The administration has tried for three years to kick-start a “green economy.” But fossil fuels still dominate for lots of good reasons. It’s time for a return to reality.
Over the past several weeks, this page has presented a series of editorials that aim to sort fact from fiction in energy economics. Readers by now may have noticed a common theme — that the Obama administration has consistently refused to learn the lessons of the market.
Nowhere is this clearer than in its quixotic, expensive effort to create a new economy that no longer depends on oil. That quest is a failure, though we doubt if the president will admit as much.
America is waking up to the fact that it has an abundance of oil and natural gas within its own borders, along with ample reserves just across the border in Canada. And production is on the rise for the first time in decades.
After hitting bottom in September 2008 — when its total of 117.9 million barrels was the lowest since World War II — domestic crude oil production has bounded back smartly.
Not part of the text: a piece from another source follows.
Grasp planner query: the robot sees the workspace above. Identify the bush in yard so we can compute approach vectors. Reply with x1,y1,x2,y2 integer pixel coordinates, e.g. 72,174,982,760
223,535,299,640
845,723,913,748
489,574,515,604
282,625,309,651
In January of this year, according to the Energy Information Administration, it reached 188.9 million barrels, a monthly total not seen since the 1990s.
The all-time high of 308.3 million barrels, reached in December 1970, doesn’t seem so far off, mainly because there is so much oil still in the ground. The EIA now estimates that the U.S. holds 198 billion barrels in “technically recoverable” conventional crude.
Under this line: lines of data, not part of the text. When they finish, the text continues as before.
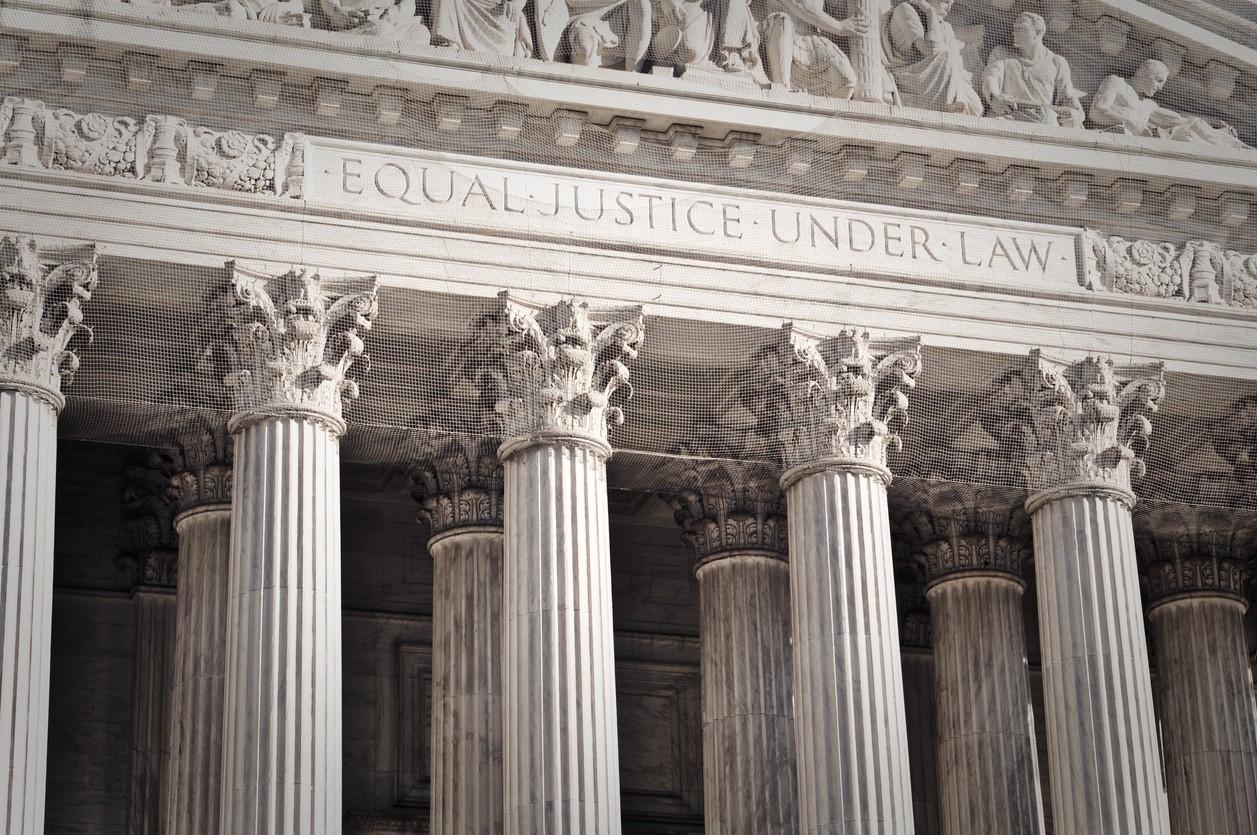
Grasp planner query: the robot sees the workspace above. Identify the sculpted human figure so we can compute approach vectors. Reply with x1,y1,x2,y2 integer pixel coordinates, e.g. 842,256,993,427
982,11,1085,127
759,0,870,98
319,0,431,44
432,0,533,58
1089,58,1248,148
882,0,983,116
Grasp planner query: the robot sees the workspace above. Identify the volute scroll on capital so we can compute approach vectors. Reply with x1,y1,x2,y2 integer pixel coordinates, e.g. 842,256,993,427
484,292,645,459
772,323,921,485
0,235,97,411
214,263,380,435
This is oil that could be extracted with today’s drilling technology, and it does not include “unconventional” oil that might be produced from shale and tar sands. Just last week, the U.S. Geological Survey pegged the technically recoverable crude outside the U.S. at 565 billion barrels.
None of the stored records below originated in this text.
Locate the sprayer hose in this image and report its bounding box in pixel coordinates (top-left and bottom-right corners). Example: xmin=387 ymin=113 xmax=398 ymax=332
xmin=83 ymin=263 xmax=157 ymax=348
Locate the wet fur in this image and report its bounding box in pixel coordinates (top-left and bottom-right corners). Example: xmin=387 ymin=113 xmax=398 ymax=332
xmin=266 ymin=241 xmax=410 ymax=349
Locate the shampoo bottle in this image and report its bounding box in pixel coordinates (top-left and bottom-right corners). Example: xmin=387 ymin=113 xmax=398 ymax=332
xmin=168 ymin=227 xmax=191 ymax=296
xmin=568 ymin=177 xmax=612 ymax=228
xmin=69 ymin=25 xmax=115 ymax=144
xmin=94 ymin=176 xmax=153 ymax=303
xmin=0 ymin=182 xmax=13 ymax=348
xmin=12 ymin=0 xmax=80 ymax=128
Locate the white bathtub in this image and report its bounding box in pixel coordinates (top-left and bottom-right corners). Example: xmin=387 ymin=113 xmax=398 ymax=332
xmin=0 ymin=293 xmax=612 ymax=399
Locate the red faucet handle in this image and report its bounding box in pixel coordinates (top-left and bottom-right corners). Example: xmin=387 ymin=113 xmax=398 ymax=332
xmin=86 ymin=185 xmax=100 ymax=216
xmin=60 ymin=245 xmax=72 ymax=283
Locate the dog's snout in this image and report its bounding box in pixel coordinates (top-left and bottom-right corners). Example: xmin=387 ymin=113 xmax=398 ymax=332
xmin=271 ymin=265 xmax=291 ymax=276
Put another way, the U.S. is estimated to hold 26% of the world’s 763 billions of crude oil that is believed accessible to drilling.
What’s good for oil (and America too, in this case) is cause for panic among the more extreme elements of the environmental movement.
They see an opportunity to save the planet slipping away. The reality is that, even if Obama’s aggressive green agenda were hitting all his targets, the impact on the global fuel mix and carbon output would be small.